Over the last few years Hollywood has been making a stronger effort to be more inclusive. Since the creation of the 2015 hashtag #OscarSoWhite —a cultural movement that spotlights the lack of diversity in Hollywood— Hollywood has been attempting to restructure the entertainment industry to be less homogenous.
Ava DuVernay has been one of the leading Black voices in Hollywood, advocating consistently for the incorporation of more people of color behind and in front of the camera of Hollywood productions. DuVernay is continuing to represent for Black people and people of color, creating a platform that will link qualified members of the majority-minority community with major studio networks who are looking to hire.
Inspired by the ironic yet strong friendship between herself and the Chairman of Warner Bros. Television Peter Roth, DuVernay’s platform ARRAY CREW will give aspiring producers and directors the ability to build relationships similar to hers and Roth’s.
DuVernay tells The Los Angeles Times, “I’ve never had the experience of being so closely connected with someone who’s probably, just on paper, the polar opposite of me — not a woman, not Black, not my age and certainly not anyone with as much power as Peter has,” says DuVernay. “It serves as a model for the kinds of relationship[s] that we can be in, in our industry.”
The “Queen Sugar” executive producer has always intentionally made sure to hire diverse crew members for major productions, including big budget films like “A Wrinkle In Time.” While major networks aren’t obligated to diversify their film crews, Array Crew will make it easier for film studios that are looking to practice inclusive outreach.
“I’m not saying you have to hire the woman or the person of color, but you’ve got to interview a woman or person of color; you can’t just bring all your friends, all your white men friends from the other show. You’ve got to show me that for every single position on your crew on your department, that you have looked at someone else that you haven’t looked at before.” DuVernay told The Los Angeles Times. “I saw for the first time [that] maybe it’s not all, “I’m trying to keep you out.” It’s just, you don’t know how.
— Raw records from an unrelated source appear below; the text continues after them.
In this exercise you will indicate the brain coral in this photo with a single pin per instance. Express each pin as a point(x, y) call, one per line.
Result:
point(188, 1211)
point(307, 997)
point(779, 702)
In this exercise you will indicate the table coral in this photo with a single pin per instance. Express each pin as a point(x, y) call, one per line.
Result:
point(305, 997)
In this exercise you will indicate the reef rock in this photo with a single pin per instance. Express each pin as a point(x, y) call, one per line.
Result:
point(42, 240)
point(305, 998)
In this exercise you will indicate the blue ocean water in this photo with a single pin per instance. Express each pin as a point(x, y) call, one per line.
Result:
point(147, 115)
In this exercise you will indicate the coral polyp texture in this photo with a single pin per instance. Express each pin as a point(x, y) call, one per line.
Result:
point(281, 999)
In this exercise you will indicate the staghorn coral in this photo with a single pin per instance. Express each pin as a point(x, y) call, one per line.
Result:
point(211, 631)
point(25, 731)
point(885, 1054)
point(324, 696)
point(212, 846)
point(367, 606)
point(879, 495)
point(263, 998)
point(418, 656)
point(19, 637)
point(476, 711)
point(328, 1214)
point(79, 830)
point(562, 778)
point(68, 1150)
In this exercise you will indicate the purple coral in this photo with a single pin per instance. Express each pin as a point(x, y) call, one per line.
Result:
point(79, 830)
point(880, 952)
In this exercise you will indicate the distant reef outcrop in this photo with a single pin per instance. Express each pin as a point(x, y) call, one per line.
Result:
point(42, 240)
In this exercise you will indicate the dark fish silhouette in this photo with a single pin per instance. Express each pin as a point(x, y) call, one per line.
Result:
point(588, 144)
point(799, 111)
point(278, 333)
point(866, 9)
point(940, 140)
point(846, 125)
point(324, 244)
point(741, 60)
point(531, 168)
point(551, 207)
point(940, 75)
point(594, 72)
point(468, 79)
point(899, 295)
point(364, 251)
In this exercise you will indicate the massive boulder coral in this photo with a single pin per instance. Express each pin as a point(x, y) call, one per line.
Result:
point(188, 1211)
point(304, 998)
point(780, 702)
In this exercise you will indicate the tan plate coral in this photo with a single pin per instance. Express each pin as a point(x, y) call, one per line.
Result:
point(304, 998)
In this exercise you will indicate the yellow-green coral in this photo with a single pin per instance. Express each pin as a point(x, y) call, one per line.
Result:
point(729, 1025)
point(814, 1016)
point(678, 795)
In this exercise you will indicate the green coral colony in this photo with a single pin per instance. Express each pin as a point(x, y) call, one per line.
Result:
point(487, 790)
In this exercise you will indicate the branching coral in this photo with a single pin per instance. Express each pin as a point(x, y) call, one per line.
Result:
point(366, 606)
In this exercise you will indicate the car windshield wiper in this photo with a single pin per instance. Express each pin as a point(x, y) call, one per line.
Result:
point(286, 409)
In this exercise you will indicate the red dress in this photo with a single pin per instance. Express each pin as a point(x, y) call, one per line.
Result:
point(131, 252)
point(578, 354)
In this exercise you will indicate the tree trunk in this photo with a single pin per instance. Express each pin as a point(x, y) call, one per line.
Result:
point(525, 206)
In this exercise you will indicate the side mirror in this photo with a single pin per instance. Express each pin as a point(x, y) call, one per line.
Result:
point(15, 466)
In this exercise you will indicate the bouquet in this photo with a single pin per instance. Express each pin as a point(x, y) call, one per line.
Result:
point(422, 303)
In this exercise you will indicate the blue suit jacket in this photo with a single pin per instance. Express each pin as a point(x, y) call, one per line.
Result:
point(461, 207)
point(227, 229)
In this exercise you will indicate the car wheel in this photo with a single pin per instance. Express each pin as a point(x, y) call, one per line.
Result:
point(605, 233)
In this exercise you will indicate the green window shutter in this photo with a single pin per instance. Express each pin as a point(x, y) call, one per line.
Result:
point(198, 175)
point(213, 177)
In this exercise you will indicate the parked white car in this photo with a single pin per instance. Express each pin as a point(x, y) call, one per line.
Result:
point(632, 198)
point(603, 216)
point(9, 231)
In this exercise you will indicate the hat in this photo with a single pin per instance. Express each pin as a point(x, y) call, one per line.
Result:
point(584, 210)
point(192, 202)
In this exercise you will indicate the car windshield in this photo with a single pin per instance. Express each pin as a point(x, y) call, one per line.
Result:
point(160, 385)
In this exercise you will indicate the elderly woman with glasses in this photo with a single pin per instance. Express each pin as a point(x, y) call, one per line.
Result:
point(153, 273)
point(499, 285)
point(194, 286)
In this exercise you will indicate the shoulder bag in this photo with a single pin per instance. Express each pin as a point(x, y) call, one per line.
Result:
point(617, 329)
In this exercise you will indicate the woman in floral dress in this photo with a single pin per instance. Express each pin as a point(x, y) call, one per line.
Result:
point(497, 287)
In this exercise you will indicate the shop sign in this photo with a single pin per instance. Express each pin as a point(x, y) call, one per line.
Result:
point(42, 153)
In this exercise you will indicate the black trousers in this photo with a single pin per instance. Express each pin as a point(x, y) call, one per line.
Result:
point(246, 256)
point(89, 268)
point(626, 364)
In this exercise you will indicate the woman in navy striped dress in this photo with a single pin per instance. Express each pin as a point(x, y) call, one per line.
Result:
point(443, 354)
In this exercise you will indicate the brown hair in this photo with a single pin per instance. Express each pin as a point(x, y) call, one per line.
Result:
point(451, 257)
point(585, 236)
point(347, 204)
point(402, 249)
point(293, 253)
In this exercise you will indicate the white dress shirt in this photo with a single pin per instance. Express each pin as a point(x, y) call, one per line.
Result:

You don’t know where to look. You don’t know who to ask. … Maybe the fight is to help them; help them understand how to do it. And that’s something to wrestle with because do I want to take time out of my creative space to aid in the forward movement of other people and in the psychological progress of other people as it pertains to race and gender? Not really. But if someone doesn’t stop and do it, how does it get done?”
Array Crew was created through ARRAY Alliance, the nonprofit portion of DuVernay’s film company Array. Roth will further help the development and success of Array Crew by helping secure prominent studio networks like Sony, Netflix and Disney.
“What I hope to do is to be able to look back a year, two years, five years from now and see that this brilliant initiative will become the norm that we won’t have to track statistics because it just is that you’ll look at a crew and you’ll see a wide array, forgive the pun, of faces, of perspectives, of people that represent much more effectively the country that we live in and the world that we live in,” Roth tells The Los Angeles Times.
Even amid the COVID-19 pandemic, Roth and DuVernay refuse to let a pandemic stifle inclusive hiring practices.
“There’s an opportunity here to slide back or to catapult forward, DuVernay told The Los Angeles Times.” “We know that nothing will be the same, right? This is the time. We’re in the gap. And so our goal is to provide this tool so, “No, no, no, don’t, no, you’re not going back, we’re not gonna let you … keep moving; keep moving forward,” DuVernay continued.
ARRAY CREW will launch sometime in 2021.